Il n'allait donc pas bien dans sa pauvre tête. Il buvait. Il lui arrivait de battre sa femme. Même qu'il avait été suivi psychologiquement. Et le plus important, ce qu'il faut retenir avant toute chose, c'est qu'il n'était pas musulman. Ou alors si peu que ça ne vaut même pas la peine d'en parler.

C'est le père du tueur qui le dit. Lui-même est un musulman pieux. Et, fort de sa pratique religieuse, il déclare que son fils ne respectait pas le Ramadan. Et qu'on ne le voyait pas à la mosquée. Donc rien à voir avec l'islam. Plutôt que de pleurer la mort de son fils (un tueur, mais son fils quand même !), Mohamed Mondher Lahouaiej-Bouhlel préfère protéger la réputation de la religion qui est la sienne.

Normal : il est membre du parti islamiste tunisien Ennahdha… 

Un flot visqueux d'eau bénite pour noyer le poisson. Dans cette compétition aquatique, la palme revient au sociologue Michel Wieviorka. Dans le Journal Du Dimanche, il s'est emporté contre les commentateurs qui "sans la moindre prudence ont parlé d'emblée de terrorisme et d'islam". Lui reste prudent, et sa prudence se fonde sur une donnée irréfutable : le tueur, dit-il, "n'a pas accompagné sa course folle d'incantations du genre "Allah Akbar"". C'est bien vrai, ça… Sur la promenade des Anglais, on n'a entendu aucun "Allah Akbar". Le moteur du camion semi-remorque faisait beaucoup de bruit. Et les cris des hommes, des femmes et des enfants écrasés encore plus. Michel Wieviorka doit avoir des problèmes d'acoustique. Il sélectionne certains sons et pas d'autres.
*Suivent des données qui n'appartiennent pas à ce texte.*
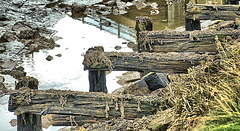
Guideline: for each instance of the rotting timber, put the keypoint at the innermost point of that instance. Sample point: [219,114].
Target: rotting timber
[186,41]
[82,106]
[171,62]
[196,12]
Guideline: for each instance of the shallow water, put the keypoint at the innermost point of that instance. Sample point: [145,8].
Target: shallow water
[66,72]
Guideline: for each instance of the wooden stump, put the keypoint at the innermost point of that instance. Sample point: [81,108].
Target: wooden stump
[191,24]
[26,121]
[97,81]
[29,122]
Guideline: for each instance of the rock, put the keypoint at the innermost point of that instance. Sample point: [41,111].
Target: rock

C'est spécial. Sa pensée aussi… 

Il nous faut maintenant quitter les rivages de la sociologie pour voguer vers ceux de la psychiatrie. Le tueur, Mohamed Lahouaiej-Bouhlel, était, selon ce qui nous est dit, un déséquilibré. Tout comme l'était sans doute le chauffeur-livreur de l'Isère qui a décapité son patron selon un mode d'emploi élaboré par Daesh et qui a déposé sa tête sur un drapeau de l'organisation islamiste. D'éminents psychiatres, psychanalystes et psychothérapeutes se penchent sur ces troubles très spécifiques. 

D'après leurs travaux, il ressort qu'aucun déséquilibré de culture catholique n'est allé avec son camion écraser une centaine de musulmans le jour de la rupture du jeûne… Aucune trace non plus d'un Juif fou qui avec une machette aurait tenté d'égorger un imam… Pareillement, nulle enquête n'a démontré qu'un déséquilibré protestant aurait envisagé de s'attaquer aux enfants d'une école coranique… 

En revanche, il a été prouvé que parmi les jeunes musulmans qui sont partis pour la Syrie et l'Irak, il y avait un certain nombre de déséquilibrés. Les spécialistes estiment en effet qu'égorger un homme au couteau et violer une petite fille de 12 ans témoigne d'un trouble manifeste du comportement. C'est ce qu'ils disent. Ils doivent savoir… 

Ceux qui nous gouvernent et nous informent aiment beaucoup le mot "déséquilibré". Ils adorent également l'expression "vivre ensemble". C'est prêché et préconisé après chaque attentat. Alors écoutons ces bonnes paroles. Et tous en chœur chantons :"déséquilibrés de toutes races, de toutes religions, unissez-vous !". Quelle belle ronde fraternelle que celle des déséquilibrés catholiques, juifs, bouddhistes, hindouistes, musulmans, se donnant tendrement la main ! Il reste – désolé de terminer sur une note aussi grinçante – que certains déséquilibrés ont des couteaux, et les autres pas.